(1997; 132 pages) [French] [Spanish]
Pemphigus vulgaris and a less severe variant, pemphigus foliaceous, in which the blisters are more superficial and the mucous membranes are not involved, are the most common variants of this condition. Occasionally, particularly after exposure to sunlight, the lesions become confluent and lead to a form of exfoliative dermatitis.
Pemphigus vulgaris is typically a disease of middle age. It is most prevalent in eastern India, in southeast Asia and among persons of Jewish descent. Sometimes cases occur after exposure to penicillamine or captopril and associations have also been described with thymoma, myasthenia gravis and other immunopathological conditions. Painful ulcers often develop in the mouth several months before the skin lesions appear. Fragile flaccid blisters develop in the deeper layers of the epidermis in non-inflamed skin, typically on the scalp, chest and intertriginous areas. They extend readily on digital pressure and often rupture, leaving large areas of weeping denuded skin. Ulceration of mucosal surfaces is common and can be extensive. Untreated, most patients die within 5 years from secondary sepsis, electrolyte imbalance and/or emaciation.
Pemphigus vegetans is a variant of pemphigus vulgaris, in which the skin lesions are largely limited to the scalp and intertriginous areas, and appear as crusted papillomatous lesions. However, most cases eventually progress to pemphigus vulgaris.
Brazilian pemphigus or fogo selvagem is a rapidly spreading form of pemphigus, which occurs epidemically in parts of Brazil.

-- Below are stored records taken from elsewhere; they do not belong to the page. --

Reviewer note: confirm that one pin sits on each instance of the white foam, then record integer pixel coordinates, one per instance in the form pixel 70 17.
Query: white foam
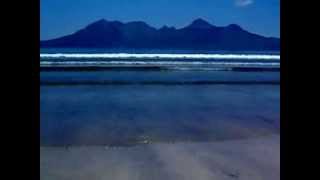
pixel 163 56
pixel 164 63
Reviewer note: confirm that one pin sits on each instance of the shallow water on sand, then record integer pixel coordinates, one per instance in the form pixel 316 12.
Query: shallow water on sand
pixel 135 114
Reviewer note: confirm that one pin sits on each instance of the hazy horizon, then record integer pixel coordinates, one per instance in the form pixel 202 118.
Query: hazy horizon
pixel 59 18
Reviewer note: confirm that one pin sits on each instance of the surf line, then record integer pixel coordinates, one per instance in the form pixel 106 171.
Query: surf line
pixel 162 56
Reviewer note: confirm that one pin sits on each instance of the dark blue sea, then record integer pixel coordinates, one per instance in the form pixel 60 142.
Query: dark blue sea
pixel 89 97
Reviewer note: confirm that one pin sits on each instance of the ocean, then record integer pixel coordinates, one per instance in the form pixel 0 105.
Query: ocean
pixel 126 98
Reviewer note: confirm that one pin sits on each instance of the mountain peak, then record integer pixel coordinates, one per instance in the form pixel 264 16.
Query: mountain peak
pixel 200 23
pixel 234 27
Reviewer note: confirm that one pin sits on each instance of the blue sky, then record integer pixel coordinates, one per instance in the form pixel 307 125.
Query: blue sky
pixel 62 17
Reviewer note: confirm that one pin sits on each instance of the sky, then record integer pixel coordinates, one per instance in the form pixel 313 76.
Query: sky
pixel 63 17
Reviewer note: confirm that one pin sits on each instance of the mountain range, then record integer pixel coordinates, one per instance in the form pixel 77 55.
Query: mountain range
pixel 199 35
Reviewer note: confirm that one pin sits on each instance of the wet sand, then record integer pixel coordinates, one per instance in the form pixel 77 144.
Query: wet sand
pixel 256 158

Fluid and electrolyte balance should be carefully monitored. Systemic antimicrobial therapy may be needed for patients with secondary infections.
Compresses soaked in 5% aluminium diacetate, 0.005% silver nitrate, or a 0.01% potassium permanganate solution should be applied to the affected areas every 4 hours. This will facilitate the removal of skin debris from blistered areas and reduce the risk of secondary infection.

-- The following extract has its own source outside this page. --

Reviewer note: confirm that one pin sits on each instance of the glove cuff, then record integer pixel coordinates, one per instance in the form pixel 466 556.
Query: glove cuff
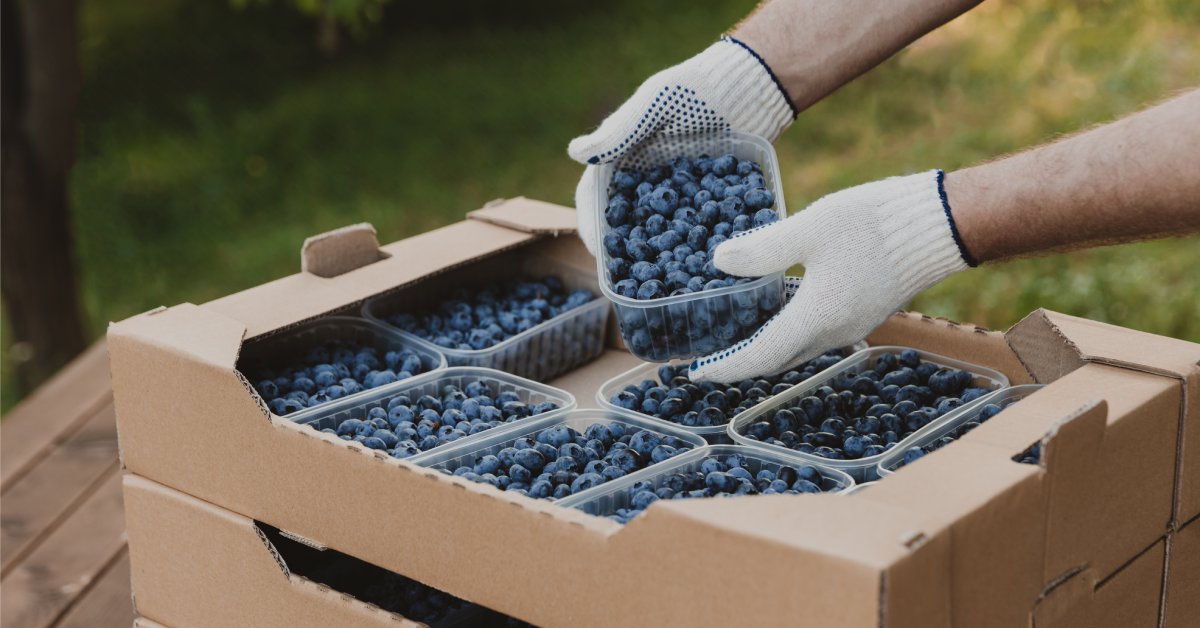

High doses of oral corticosteroids are usually required for control. The dose should be gradually reduced once stabilization occurs to the lowest dose that maintains remission. Oral prednisolone or prednisone can be used. Addition of immunosuppressive drugs, such as azathioprine or cyclophosphamide, is often useful when the patient is unable to tolerate the minimum corticosteroid dose that maintains remission. The immunosuppressive effect develops gradually and is usually undetectable until 4-6 weeks after treatment has started. Corticosteroids should be withdrawn before the immunosuppressive drug is discontinued.